Survival analysis and statistical analysis

Statistical analysis was conducted to evaluate the clinicopathological characteristics and prognosis of patients, focusing on factors such as age, gender, tumor location, size, TNM stage, tissue subtypes, lymph node metastasis (LNM) and distant metastasis, chemotherapy, Ki-67 index, differentiation, tumor component, and surgical resection. Differences among adenocarcinoma (AC) and G-MANEC were specifically analyzed. All analyses were performed using SPSS version 23.0. Continuous and categorical variables were compared using Student’s t-test, Pearson’s χ², or Fisher’s exact test, respectively. Kaplan–Meier analysis was utilized to calculate 1,3,5-year survival rates, with the log-rank test applied to compare survival curves. Additionally, binary logistic regression was employed to assess independent risk factors for 3-year survival. A p-value of less than 0.05 is considered statistically significant.

Results

Clinicopathologic characteristics of G-MANEC

Figure 1 presents the study flowchart. A total of 168 patients with G-MANEC were included in this cohort. The clinicopathological characteristics of the cohort are summarized in Table 1. The patients’ ages ranged from 34 to 81 years, with a mean age of 64.7 ± 8.0 years. Of these, 103 (61.3%) were male and 65 (38.7%) were female. Tumor locations varied, comprising 87 (51.8%) cases in the gastric cardia, 57 (33.9%) in the gastric body, and 24 (14.3%) in the gastric antrum. Curative resection (R0) was performed in 136 patients (81.0%), while 32 (19.0%) underwent incomplete resection (R1/R2). Tumor diameter exceeded 5cm in 100 patients (59.5%). Histological differentiation was categorized as poorly differentiated in 88 cases (52.5%) and well/moderately differentiated in 80 (47.5%). T-stage distribution included 22.6% T1/T2 and 77.4% T3/T4 tumors. Lymph node metastasis was present in 127 patients (75.6%), while 41 (24.4%) showed no nodal involvement. Tumor pTNM stages I/II and III/IV were observed in 58 (34.5%) and 100 (65.5%) patients, respectively.

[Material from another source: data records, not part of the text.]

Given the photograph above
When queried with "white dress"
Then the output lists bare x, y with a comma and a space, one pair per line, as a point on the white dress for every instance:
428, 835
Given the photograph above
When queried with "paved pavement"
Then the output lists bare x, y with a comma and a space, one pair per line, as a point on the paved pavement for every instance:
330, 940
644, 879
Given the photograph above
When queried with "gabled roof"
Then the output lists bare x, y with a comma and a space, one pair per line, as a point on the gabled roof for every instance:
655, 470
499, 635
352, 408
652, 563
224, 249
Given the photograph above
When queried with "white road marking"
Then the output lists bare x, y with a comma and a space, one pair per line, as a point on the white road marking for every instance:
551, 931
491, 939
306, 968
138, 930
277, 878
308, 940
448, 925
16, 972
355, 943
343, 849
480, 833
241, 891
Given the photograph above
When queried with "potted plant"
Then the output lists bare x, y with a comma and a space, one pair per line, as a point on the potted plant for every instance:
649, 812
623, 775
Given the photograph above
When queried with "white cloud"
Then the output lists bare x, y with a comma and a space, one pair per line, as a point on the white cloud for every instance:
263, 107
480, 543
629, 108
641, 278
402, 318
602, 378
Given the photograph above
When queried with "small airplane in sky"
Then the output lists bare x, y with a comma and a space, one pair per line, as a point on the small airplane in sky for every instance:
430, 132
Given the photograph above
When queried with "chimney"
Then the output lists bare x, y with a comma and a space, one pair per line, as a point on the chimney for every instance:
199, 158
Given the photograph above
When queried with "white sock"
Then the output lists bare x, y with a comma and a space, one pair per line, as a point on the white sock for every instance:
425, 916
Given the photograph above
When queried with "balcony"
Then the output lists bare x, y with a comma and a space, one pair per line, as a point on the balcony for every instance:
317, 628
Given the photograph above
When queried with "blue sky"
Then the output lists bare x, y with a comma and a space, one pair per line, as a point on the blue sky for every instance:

Using a Ki-67 index cut-off of 60%, 90 cases (53.6%) were positive and 78 (46.4%) were negative.

Figure 1

Figure 1. The flow chart of the study.

Table 1

Table 1. Clinicopathological features of gastric MANEC.

According to the different proportions and combination patterns of the AC and NEC components in tumors (greater than 50% of all tumors), G-MANEC can be divided into the NEC-dominant type and the AC-dominant type (Figure 2). We found 75 cases (44.6%) were diagnosed as adenocarcinoma-dominant type, and 93(55.4%) cases were NEC-dominant type. Among the NEC-dominant type tumors, most cases (58/83, 69.9%) were large cell NEC, and 25(25/83, 30.1%) cases were small cell NEC.

Figure 2

Figure 2. Comparative immunohistochemical analysis of three patient samples with different dominant histological types: Patient 1, adenocarcinoma (AC)-dominant; Patient 2, mixed type; Patient 3, neuroendocrine carcinoma (NEC)-dominant. The analyses include hematoxylin and eosin (HE) staining and immunohistochemical (IHC) staining for cytokeratin (CK, pan), synaptophysin (Syn), and Ki-67.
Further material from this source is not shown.